80 70 30 Richtungsentscheidung EU-Beitritt
Österreich tritt 1995 gemeinsam mit Finnland und Schweden der Europäischen Union bei. Norwegen lehnt 1994 in einer Volksabstimmung einen EU-Beitritt ab und geht einen anderen Weg. Was waren die Beweggründe und Entwicklungen der übrigen Beitrittskandidatenländer von 1994 (Schweden, Finnland, Norwegen) hinsichtlich der europäischen Integration? Wie ist die Stimmung gegenüber der EU in diesen Ländern 30 Jahre später, in Zeiten wachsender Unsicherheiten – nicht zuletzt am Weltmarkt?
Schweden: Wachsende Zustimmung
Vom Friedensprojekt zum gemeinsamen Markt, betitelt die schwedische Regierung ihre Beschreibung der EU-Geschichte. Das positive Verständnis der europäischen Integration in politischen Kreisen setzte sich allerdings erst langsam in der schwedischen Bevölkerung durch. Während mit Linkspartei und Grünen lediglich zwei der sieben 1994 im schwedischen Parlament vertretenen Parteien gegen eine Mitgliedschaft im Vorläufer der EU, der Europäischen Gemeinschaft, waren, zeigte sich die Zustimmung in der Bevölkerung mit 52,3 % deutlich niedriger als in Österreich (66,6 %). Doch ergab die Eurobarometer-Untersuchung 2024, dass inzwischen 81 % Prozent der Schwedinnen und Schweden die bestehende EU-Mitgliedschaft ihres Landes befürworten. Als bedeutendste Gründe werden das gemeinsame Vorgehen gegen den Klimawandel, der Kampf gegen Terrorismus und organisiertes Verbrechen sowie der Erhalt von Demokratie und Rechtsstaatlichkeit genannt.
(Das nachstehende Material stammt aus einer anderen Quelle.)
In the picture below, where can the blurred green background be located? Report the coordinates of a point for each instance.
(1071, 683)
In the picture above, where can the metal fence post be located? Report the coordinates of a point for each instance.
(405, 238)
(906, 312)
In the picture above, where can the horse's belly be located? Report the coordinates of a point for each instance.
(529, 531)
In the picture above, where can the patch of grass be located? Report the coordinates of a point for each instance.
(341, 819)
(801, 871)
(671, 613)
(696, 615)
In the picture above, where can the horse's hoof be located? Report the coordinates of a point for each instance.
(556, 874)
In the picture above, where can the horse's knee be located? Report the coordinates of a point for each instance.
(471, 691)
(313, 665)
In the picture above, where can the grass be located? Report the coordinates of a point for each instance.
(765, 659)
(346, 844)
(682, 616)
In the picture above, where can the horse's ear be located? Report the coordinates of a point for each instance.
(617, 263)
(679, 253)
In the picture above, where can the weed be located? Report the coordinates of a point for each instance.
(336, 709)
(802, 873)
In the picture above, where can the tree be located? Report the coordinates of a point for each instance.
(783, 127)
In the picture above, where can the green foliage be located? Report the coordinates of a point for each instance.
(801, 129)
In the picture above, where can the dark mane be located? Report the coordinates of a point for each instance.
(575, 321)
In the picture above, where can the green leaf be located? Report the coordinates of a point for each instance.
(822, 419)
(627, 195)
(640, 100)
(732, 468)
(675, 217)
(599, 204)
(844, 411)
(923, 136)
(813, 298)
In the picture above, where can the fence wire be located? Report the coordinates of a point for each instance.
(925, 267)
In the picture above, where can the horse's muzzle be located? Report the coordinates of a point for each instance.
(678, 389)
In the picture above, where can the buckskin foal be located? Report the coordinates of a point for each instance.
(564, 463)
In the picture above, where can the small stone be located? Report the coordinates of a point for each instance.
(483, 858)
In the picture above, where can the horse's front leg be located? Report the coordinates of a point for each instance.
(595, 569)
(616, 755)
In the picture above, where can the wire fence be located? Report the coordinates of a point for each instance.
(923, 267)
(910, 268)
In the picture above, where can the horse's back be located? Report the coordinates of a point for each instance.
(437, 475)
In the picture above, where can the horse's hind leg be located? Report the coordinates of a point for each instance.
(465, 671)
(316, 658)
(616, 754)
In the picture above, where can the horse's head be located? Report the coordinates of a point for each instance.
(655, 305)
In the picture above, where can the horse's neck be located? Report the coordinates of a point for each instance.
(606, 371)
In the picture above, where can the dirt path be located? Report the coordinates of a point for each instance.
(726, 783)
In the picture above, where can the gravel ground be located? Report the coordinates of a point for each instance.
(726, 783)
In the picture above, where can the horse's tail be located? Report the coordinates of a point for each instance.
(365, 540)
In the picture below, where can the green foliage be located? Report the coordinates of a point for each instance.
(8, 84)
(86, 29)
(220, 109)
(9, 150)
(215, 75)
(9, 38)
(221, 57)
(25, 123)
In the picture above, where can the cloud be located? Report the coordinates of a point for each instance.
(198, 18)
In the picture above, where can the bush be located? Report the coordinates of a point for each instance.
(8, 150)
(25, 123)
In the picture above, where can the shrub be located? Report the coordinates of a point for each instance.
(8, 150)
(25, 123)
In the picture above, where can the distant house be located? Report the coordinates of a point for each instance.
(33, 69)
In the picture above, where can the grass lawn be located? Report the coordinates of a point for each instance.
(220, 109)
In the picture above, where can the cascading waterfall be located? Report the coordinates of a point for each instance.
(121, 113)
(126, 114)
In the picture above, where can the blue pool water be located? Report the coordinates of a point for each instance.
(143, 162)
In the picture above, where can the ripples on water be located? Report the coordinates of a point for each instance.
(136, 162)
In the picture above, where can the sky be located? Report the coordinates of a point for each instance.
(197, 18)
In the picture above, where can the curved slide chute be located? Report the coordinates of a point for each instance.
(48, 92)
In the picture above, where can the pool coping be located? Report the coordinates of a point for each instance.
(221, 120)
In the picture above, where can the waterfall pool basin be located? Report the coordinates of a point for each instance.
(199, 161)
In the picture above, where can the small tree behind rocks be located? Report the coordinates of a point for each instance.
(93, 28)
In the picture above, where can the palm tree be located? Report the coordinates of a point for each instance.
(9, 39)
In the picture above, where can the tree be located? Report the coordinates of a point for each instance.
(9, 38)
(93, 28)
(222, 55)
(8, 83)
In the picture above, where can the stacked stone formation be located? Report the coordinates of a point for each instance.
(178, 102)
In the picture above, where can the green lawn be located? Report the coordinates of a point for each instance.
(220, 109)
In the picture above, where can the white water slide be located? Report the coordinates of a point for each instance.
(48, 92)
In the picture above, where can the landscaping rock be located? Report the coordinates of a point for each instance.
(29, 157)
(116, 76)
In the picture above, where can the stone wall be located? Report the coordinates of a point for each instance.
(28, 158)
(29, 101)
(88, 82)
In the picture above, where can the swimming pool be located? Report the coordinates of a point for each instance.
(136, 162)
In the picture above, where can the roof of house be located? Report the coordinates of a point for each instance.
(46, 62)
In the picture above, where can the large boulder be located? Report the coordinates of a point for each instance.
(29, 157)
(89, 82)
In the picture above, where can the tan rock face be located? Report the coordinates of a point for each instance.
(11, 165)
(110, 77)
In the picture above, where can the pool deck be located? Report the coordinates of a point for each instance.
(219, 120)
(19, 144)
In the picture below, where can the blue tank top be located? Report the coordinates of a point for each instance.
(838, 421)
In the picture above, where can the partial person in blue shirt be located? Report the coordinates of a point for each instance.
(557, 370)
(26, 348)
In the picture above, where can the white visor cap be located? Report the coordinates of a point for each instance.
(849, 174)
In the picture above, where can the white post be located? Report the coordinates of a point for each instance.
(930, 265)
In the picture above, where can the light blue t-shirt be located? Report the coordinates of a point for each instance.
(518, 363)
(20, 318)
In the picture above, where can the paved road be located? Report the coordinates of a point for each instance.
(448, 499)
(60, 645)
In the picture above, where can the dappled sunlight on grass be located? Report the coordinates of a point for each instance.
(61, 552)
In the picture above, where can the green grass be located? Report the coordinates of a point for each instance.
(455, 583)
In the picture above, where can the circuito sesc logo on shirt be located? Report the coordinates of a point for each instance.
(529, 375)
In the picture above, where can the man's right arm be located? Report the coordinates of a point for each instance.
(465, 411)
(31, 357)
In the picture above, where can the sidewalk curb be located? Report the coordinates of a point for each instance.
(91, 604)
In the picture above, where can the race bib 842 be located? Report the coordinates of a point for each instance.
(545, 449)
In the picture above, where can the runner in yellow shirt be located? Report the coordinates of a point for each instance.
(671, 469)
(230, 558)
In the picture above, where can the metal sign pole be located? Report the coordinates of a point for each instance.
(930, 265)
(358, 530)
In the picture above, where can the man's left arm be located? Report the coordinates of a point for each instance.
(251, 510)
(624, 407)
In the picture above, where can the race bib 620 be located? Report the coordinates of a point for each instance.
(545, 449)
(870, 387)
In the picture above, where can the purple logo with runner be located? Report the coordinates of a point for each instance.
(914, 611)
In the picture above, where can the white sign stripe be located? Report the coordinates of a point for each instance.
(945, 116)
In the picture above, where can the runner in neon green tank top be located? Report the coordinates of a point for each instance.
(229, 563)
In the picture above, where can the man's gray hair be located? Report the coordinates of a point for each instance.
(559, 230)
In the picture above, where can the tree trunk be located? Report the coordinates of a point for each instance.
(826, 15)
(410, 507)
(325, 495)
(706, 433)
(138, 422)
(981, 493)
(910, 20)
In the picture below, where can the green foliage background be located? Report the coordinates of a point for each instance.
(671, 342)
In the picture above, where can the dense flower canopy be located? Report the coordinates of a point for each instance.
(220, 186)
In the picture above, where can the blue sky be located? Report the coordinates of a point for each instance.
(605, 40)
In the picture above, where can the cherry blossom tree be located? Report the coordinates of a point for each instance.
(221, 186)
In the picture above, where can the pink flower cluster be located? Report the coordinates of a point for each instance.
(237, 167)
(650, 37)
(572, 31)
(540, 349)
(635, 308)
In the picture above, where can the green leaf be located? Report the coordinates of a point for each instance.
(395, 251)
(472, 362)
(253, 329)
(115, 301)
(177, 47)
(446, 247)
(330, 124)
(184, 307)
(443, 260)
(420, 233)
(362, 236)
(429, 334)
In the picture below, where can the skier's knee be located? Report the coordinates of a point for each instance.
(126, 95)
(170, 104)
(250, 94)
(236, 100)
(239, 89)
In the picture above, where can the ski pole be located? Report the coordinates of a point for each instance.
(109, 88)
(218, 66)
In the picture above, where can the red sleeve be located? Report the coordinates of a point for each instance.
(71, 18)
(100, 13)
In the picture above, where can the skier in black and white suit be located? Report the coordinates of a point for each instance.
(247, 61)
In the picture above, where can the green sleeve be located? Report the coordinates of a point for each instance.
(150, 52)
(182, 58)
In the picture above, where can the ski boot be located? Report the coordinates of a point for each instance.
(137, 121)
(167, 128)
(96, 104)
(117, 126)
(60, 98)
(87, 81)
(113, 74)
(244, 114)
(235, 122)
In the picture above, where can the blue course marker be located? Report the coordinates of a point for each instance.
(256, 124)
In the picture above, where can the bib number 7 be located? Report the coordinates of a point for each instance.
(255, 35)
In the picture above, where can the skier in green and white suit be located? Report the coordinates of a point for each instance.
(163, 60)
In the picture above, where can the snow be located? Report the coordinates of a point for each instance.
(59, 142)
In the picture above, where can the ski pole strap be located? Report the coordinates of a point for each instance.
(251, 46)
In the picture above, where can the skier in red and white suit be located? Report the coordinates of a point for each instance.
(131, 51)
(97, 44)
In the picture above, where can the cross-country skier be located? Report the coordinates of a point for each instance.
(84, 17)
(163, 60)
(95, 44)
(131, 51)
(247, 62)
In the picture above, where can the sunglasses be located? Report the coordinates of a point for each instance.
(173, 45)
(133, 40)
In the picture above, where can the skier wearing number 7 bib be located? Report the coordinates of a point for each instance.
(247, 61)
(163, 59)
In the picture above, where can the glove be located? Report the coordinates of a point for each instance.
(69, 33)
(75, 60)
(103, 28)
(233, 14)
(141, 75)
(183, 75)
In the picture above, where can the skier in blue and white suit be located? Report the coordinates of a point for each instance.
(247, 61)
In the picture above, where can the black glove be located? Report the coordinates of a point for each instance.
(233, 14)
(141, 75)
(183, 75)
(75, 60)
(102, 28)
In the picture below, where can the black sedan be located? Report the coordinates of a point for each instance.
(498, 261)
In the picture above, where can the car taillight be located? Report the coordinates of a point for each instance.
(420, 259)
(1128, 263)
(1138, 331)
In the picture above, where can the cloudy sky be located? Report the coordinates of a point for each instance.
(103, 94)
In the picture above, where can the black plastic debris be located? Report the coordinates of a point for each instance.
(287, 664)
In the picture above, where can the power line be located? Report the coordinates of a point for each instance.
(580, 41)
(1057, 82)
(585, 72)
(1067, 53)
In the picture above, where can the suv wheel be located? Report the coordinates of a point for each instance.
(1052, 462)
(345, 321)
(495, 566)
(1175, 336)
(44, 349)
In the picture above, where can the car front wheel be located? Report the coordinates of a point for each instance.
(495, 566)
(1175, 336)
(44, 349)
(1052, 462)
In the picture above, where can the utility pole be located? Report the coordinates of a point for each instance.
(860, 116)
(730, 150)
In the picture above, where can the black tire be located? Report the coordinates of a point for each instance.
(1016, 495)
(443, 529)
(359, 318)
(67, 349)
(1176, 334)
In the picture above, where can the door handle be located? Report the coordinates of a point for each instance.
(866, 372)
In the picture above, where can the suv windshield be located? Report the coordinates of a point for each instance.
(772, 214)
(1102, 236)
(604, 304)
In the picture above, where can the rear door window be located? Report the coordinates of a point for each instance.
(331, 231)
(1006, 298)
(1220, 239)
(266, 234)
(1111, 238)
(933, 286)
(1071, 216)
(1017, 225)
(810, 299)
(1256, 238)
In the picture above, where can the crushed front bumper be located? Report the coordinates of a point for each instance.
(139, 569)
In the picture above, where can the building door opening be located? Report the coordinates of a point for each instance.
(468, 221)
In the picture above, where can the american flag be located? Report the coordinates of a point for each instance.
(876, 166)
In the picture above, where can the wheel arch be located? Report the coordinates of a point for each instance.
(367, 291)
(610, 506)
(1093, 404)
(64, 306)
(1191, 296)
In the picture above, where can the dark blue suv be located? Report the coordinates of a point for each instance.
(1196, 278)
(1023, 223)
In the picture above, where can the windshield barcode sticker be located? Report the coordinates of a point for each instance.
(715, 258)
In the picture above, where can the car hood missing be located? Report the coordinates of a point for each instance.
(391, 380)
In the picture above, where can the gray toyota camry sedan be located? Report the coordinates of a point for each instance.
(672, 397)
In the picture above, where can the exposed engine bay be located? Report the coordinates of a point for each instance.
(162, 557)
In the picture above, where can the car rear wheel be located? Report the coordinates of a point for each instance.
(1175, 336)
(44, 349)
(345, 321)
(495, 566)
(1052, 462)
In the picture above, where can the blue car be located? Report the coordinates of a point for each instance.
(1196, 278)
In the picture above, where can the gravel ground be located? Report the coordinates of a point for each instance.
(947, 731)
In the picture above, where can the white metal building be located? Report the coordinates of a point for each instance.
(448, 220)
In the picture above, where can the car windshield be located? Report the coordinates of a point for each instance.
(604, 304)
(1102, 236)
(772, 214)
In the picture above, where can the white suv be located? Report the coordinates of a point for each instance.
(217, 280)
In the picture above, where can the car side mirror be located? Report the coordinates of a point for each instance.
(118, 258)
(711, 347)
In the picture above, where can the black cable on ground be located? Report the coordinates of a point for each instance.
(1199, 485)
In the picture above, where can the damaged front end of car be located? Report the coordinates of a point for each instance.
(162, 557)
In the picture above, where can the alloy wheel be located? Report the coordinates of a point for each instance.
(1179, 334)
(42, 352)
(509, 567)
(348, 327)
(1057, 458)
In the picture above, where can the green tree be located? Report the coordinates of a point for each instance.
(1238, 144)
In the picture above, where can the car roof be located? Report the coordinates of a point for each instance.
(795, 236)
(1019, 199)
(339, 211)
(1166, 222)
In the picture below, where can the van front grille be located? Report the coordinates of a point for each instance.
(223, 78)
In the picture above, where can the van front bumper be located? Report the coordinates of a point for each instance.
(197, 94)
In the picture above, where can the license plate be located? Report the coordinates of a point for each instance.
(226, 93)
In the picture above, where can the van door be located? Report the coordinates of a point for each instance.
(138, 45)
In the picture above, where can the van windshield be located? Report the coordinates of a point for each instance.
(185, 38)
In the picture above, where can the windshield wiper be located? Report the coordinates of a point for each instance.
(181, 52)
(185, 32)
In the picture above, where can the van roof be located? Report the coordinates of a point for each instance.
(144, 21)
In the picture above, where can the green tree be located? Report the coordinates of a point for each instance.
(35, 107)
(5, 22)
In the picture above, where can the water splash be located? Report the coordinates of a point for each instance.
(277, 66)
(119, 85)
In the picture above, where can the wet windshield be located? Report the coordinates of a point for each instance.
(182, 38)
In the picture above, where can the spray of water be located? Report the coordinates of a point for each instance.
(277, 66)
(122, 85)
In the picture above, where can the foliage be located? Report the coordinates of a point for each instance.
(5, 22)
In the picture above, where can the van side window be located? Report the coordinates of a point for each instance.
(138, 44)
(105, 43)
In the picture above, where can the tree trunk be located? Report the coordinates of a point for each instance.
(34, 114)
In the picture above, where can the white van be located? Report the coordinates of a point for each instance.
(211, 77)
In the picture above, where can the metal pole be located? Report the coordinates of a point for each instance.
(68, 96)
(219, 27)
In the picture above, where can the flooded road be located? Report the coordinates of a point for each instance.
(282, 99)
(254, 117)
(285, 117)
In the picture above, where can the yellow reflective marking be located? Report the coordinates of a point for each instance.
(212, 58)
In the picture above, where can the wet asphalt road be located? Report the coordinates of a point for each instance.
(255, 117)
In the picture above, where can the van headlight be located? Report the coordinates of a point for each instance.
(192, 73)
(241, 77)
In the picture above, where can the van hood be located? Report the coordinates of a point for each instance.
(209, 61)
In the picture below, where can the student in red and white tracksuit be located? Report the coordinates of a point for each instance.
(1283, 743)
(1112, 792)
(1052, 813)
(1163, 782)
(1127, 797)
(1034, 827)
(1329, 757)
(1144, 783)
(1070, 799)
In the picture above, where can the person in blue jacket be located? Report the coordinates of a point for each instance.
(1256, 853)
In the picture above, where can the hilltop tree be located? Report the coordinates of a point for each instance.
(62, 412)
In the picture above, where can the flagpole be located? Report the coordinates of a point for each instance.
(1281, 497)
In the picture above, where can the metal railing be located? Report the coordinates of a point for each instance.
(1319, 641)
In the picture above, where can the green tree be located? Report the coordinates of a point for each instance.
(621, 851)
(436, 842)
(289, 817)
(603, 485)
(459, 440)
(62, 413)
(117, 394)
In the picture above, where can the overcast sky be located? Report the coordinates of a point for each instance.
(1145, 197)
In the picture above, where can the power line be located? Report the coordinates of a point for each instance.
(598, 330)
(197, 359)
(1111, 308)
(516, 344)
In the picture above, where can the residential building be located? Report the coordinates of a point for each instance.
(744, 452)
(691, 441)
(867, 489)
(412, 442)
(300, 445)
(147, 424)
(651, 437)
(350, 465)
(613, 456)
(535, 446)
Wirtschaftliche Vorteile und das sicherheitspolitische Umfeld des bis zu seinem NATO-Beitritt 2024 neutralen Schwedens waren 1994 die wichtigsten Argumente der Beitrittsbefürworter:innen. Zur Einführung der Gemeinschaftswährung Euro wiederum hat sich Schweden trotz grundsätzlicher Verpflichtung noch nicht entschlossen. Sowohl im Parlament – Riksdagen – als auch bei den 10,5 Millionen Einwohner:innen des Landes ist das Vertrauen in die schwedische Krone noch recht groß, ungeachtet der Tatsache, dass wie in ganz Skandinavien die meisten Zahlungen bargeldlos durchgeführt werden. In einem im Herbst 2024 im Riksdag eingelangten Antrag der Zentrumspartei auf neuerliche Evaluierung einer Euro-Einführung in Schweden wird immerhin darauf hingewiesen, dass kleine Währungen wie die Krone höheren Spekulationsrisiken ausgesetzt sind. Ein verpflichtendes Datum für einen Umstieg von Krone auf Euro gibt es nicht. Die Europäische Kommission beobachtet bei Schweden aber wie bei den anderen Nicht-Euro-Ländern, die im Gegensatz zu Dänemark keine Euro-Opt-Out-Regelung haben, die Entwicklung der Konvergenzkriterien für eine mögliche Euro-Einführung.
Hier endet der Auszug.